In the Hapcheon area, hypersthene-bearing monzonite (mangerite) and syenite are recognized. The main minerals of syenite are alkali feldspar, plagioclase, amphibole, biotite, and quartz. Anhedral hornblende and biotite are interstitial between feldspar and quartz, indicating that the hydrous minerals were crystallized later on. Based on petrochemical studies of major elements, syenite is alkaline series, metaluminous, and I-type. The variation patterns in the trace and rare earth elements of mangerite and syenite show the features of subduction-related igneous rock such as depletion of HFSE, relative enrichment in LILE to LREE, and negative Nb-P-Ti anomalies. Based on the experimental data and petrographic characteristics of the syenite, Hapcheon syenitic magma is considered to be formed by partial melting in a dry system.

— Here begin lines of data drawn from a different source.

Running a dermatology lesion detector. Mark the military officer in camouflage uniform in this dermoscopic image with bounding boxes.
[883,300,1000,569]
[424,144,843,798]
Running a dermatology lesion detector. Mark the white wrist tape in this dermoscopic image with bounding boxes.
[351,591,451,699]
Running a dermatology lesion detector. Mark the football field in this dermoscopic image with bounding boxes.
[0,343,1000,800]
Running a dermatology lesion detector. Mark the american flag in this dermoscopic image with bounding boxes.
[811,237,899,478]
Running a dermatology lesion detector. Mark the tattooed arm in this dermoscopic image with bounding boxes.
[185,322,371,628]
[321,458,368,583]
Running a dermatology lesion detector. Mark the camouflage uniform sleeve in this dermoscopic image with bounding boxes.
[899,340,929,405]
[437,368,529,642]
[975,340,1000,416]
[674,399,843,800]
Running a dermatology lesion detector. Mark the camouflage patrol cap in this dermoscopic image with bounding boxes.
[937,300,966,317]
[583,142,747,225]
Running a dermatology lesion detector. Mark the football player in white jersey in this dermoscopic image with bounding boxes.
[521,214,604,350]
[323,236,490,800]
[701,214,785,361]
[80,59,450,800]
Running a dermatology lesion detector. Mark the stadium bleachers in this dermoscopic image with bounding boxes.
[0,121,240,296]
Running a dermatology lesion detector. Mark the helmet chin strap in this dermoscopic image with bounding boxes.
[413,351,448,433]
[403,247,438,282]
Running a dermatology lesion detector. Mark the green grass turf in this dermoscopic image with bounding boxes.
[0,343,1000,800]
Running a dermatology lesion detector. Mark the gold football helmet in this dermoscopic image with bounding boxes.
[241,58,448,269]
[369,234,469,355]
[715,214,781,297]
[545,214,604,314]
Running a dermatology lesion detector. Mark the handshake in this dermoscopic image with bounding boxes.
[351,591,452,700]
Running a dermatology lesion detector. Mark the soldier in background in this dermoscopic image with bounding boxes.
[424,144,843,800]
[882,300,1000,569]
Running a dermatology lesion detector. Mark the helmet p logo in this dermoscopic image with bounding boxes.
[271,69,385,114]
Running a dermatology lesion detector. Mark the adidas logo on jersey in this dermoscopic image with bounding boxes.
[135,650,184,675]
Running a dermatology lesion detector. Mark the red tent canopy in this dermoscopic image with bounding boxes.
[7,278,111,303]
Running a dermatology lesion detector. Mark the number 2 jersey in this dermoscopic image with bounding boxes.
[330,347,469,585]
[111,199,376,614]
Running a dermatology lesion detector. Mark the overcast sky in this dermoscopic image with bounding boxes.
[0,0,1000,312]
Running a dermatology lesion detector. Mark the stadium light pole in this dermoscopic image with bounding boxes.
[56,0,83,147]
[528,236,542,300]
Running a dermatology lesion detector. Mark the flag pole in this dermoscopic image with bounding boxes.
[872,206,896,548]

SHRIMP U-Pb zircon data yield the Triassic age as $227.4{\pm}1.4Ma$ in mangerite, $215.3{\pm}1.2Ma$ in syenite, and $217.9{\pm}2.6Ma$ in coarse-grained syenite, respectively. The mangerite age is similar to those of post-collisional plutonic rocks in Hongseong (226~233 Ma), Yangpyeong (227~231 Ma), and Odaesan (231~234 Ma) areas in the Gyeonggi Massif. Syenites were intruded after about 10 Ma. The features seen in the mangereite and syenite rocks can be explained by models such as the continental collision and slab break-off and the lithosphere thinning and asthenosphere upwelling model.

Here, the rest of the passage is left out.